Ref.: module A

This exercise requires understanding the fundamental concepts of quadratic equations and their solution methods. It involves using the quadratic formula

Solve the quadratic equation:

\[x^2-5x-14 = 0\]


The equation is already reduced to the standard form \(ax^2+bx+c= 0\). We can substitute the coefficients \(a=1, b=-5, c=-14\) into the quadratic formula:

\[x_{1,2} = \frac{{-b \pm \sqrt{{b^2-4ac}}}}{{2a}}\]

We obtain:

\[x_{1,2} = \frac{{-(-5) \pm \sqrt{{(-5)^2-4(1)(-14)}}}}{{2(1)}}\]

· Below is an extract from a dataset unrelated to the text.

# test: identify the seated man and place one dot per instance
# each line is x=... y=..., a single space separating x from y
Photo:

In this case, the discriminant \(\Delta\) is \(\geq 0\) so the equation admits two distinct real solutions.

\begin{align*} x_{1,2} &= \frac{{5 \pm \sqrt{{25+56}}}}{2}\\[0.6em] &= \frac{{5 \pm \sqrt{{81}}}}{2}\\ \end{align*}


Finally, by performing the calculations, we obtain:

\[x_1 = \frac{5+ 9}{2} = \frac{14}{2} = 7\] \[ x_2=\frac{5-9}{2} = -\frac{4}{2} = -2\]

The solution to the equation is: \[x =7 \quad \quad x=-2\]

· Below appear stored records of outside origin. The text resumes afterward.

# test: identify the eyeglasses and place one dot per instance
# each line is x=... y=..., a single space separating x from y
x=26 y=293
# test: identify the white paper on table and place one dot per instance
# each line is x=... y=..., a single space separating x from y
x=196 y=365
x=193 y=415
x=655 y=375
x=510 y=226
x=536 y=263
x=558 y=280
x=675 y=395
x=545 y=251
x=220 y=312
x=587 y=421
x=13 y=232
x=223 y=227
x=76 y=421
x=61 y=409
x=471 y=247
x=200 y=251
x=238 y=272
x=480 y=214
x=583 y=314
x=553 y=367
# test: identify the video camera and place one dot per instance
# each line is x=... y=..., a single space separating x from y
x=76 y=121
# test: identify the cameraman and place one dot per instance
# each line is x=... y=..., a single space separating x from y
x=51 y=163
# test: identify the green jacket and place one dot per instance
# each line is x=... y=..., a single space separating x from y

Remember that the discriminant is crucial in determining the nature and number of solutions of quadratic equations.

  • If \( b^2 – 4ac > 0\), the quadratic equation has two distinct real solutions. \[S = \{x_1, x_2\} \quad x_1, x_2 \in \mathbb{R} \quad x_1 \neq x_2 \]

  • If \( b^2 – 4ac = 0\), the quadratic equation has two coincident real solutions. \[S = \{x\} \quad x \in \mathbb{R} \quad x = x_1 = x_2 \]

  • If \( b^2 – 4ac = < 0\), the quadratic equation has no real solutions. Instead, it gives rise to complex solutions characterized by imaginary components. \[\nexists \hspace{10px} x \in \mathbb{R}\]